(22-01-2018, 13:55)Daras napisał(a): Niedawno rozmawiałem z kumplem, który przestał kupować płyty. Stwierdził, że zadowala go jakość z internetu. Prawdopodobnie chodziło o Netflix lub inną płatną wypożyczalnię.
Netfliks raczej nie - nie jest on specjalnie konkurencją dla BD i vice versa. Jeśli już to bardziej dopełnieniem tegoż, ale tutaj mam na myśli głównie to, że jest tam dostępnych sporo filmów czy seriali w HD, które nie są dostępne np. w polskiej dystrybucji na BD.
Odpowiadając na Twoje pytania - tak, jest serwis, który oferuje jakość taką jak na nośnikach fizycznych i zwie się Kaleidescape.
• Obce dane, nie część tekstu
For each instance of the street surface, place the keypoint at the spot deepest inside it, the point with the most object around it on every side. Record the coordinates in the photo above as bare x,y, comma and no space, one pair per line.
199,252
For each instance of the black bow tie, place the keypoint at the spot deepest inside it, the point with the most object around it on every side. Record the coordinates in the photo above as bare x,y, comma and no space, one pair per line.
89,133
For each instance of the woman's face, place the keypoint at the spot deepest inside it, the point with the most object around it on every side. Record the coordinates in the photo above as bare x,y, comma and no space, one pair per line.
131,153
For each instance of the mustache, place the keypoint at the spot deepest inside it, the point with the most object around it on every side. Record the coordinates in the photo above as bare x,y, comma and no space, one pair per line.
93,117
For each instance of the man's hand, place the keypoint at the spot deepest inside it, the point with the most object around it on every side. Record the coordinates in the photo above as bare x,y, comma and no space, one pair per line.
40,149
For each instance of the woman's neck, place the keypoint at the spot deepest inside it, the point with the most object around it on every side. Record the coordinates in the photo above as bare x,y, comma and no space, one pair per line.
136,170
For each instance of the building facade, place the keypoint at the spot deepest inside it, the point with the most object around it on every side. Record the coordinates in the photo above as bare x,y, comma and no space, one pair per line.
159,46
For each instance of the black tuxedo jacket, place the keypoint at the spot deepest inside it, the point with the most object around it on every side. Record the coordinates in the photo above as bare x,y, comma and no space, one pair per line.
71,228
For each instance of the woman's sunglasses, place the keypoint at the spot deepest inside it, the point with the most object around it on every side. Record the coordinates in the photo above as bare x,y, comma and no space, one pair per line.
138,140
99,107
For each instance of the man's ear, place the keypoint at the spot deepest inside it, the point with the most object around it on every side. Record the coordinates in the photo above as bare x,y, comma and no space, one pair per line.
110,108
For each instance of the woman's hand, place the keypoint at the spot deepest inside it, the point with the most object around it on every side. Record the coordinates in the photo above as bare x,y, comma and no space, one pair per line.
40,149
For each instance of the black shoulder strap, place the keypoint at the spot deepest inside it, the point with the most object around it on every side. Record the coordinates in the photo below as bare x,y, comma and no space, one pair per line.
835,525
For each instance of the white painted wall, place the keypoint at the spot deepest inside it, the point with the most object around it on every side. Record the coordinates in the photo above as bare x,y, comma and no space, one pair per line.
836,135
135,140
Z tym, że ceny są wyższe niż ten sam film na BD czy UHD BD
Jeśli pytasz o coś dla mas to tutaj na papierze nośniki fizyczne mają wyraźną przewagę i oferują tak ze 3-5 wyższy średni bitrate dla obrazu, chociaż biorąc pod uwagę, że z każdym rokiem to cyfra coraz bardziej rządzi więc bitrate dla obrazu traci na znaczeniu i dla większości osób jakość obrazu z Netliksa czy VOD jest w pełni zadowalająca. Ogólnie rzecz biorąc większa różnica na korzyść BD czy UHD BD jest obecnie w przypadku dźwięku...
Oczywiście od powyższego są wyjątki - jeśli np. na takim iTunes jest dostępny nowszy transfer/OAR, który nie jest dostępny na BD (chociaż zwykle jest na odwrót) to pod pewnymi względami ta "internetowa" wersja może być lepsza. A w przypadku UHD dochodzi jeszcze kwestia Dolby Vision (którego jest pełno np. na iTunes czy VUDU) vs HDR-10, który póki co króluje na UHD BD. Z tym, że Dolby wraz z producentami odstawiają jak na razie niezłą kaszanę jeśli chodzi o implementację DV po HDMI więc na razie tę kwestię należy brać z przymrużeniem oka.